When administered with levodopa, carbidopa increases levodopa plasma levels and prolongs its half-life. It also reduces the amount of levodopa required to achieve a therapeutic response and decreases peripheral dopaminergic adverse effects. Fixed-dose combinations of carbidopa/levodopa are widely used, and combinations including entacapone are also marketed. Other DDC inhibitors include benserazide, difluoromethyldopa, and α-methyldopa.

== Chemistry ==

Carbidopa is chemically designated as N-amino-α-methyl-3-hydroxy-L-tyrosine monohydrate, with the empirical formula C_{10}H_{14}N_{2}O_{4}·H_{2}O and a molecular weight of 244.3 (anhydrous). It is a white, crystalline compound that is slightly soluble in water.

== Synthesis ==

Carbidopa synthesis:

- Chemerda et al., (to Merck & Co.). L-form.

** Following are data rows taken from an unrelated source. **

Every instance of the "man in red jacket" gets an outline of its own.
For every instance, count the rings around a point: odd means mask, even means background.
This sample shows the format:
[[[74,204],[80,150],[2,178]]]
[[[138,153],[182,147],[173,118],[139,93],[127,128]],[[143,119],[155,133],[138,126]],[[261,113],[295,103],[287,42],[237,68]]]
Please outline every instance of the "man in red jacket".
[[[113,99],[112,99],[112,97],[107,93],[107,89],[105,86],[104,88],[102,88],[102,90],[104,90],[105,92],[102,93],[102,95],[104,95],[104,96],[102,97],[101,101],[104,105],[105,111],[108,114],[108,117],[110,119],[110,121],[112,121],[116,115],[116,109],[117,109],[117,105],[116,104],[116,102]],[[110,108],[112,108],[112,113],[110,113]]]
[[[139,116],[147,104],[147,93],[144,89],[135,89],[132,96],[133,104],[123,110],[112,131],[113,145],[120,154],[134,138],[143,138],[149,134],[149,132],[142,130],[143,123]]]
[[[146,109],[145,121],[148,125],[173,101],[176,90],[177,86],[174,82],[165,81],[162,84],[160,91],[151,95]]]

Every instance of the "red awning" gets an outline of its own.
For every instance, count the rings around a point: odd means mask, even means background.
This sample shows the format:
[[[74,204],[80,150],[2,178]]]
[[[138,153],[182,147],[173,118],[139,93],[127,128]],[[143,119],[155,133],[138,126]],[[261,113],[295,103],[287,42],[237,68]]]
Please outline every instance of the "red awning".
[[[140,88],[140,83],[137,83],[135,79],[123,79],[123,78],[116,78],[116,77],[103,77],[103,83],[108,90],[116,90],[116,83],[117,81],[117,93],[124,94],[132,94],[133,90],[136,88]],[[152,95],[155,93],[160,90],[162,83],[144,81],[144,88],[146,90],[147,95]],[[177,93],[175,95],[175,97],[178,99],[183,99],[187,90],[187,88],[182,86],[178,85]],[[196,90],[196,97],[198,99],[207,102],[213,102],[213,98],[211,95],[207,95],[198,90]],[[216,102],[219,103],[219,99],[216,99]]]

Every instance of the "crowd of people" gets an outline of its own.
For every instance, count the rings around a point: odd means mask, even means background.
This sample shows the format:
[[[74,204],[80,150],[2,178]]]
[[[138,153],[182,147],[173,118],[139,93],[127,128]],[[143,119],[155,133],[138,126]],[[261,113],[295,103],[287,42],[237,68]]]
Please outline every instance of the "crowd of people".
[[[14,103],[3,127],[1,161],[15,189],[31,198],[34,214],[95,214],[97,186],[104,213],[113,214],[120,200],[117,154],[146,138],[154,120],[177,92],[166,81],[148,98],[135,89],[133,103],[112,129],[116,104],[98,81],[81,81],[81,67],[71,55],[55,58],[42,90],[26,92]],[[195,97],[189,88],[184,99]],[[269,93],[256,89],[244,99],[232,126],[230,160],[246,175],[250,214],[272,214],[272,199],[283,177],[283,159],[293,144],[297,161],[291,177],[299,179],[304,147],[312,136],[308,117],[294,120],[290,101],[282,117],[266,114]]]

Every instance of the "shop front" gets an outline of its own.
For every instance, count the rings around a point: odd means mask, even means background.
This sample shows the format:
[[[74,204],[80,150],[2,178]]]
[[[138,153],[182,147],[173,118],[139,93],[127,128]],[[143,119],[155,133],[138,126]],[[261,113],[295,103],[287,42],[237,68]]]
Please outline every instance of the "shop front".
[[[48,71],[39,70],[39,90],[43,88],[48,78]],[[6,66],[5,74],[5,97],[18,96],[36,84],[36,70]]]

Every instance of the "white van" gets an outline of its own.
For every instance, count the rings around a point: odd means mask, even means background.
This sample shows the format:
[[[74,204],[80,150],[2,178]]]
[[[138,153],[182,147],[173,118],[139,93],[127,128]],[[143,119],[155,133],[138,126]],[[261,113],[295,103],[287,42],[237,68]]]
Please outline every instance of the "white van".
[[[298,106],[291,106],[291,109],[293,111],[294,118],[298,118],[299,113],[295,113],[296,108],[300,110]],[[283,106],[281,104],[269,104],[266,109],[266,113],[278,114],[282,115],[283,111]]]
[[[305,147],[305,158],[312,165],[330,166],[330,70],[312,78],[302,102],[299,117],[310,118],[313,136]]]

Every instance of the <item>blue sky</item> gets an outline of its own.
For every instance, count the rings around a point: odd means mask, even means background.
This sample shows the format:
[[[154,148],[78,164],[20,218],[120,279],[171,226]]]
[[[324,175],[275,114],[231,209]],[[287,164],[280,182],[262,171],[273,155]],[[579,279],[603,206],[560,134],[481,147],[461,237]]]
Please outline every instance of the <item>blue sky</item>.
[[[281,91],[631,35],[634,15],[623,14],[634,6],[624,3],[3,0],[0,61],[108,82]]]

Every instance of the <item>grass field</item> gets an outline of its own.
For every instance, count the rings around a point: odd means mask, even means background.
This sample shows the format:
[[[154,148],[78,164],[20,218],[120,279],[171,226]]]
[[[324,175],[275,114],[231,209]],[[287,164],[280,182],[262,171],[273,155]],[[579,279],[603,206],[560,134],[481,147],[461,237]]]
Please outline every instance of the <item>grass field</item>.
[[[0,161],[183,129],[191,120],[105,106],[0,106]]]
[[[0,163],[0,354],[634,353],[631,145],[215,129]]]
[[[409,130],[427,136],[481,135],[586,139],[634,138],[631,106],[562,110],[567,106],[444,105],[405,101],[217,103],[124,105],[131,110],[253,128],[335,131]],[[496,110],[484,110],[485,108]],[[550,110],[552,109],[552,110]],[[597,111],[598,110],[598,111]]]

The synthesis begins with a modified Strecker reaction using hydrazine and potassium cyanide on (1) to give 2. This is then hydrolyzed with cold hydrochloric acid (HCl) to give carboxamide 3. More vigorous hydrolysis with 48% hydrobromic acid (HBr) cleaves both the amide bond and the aryl ether groups to produce carbidopa (4).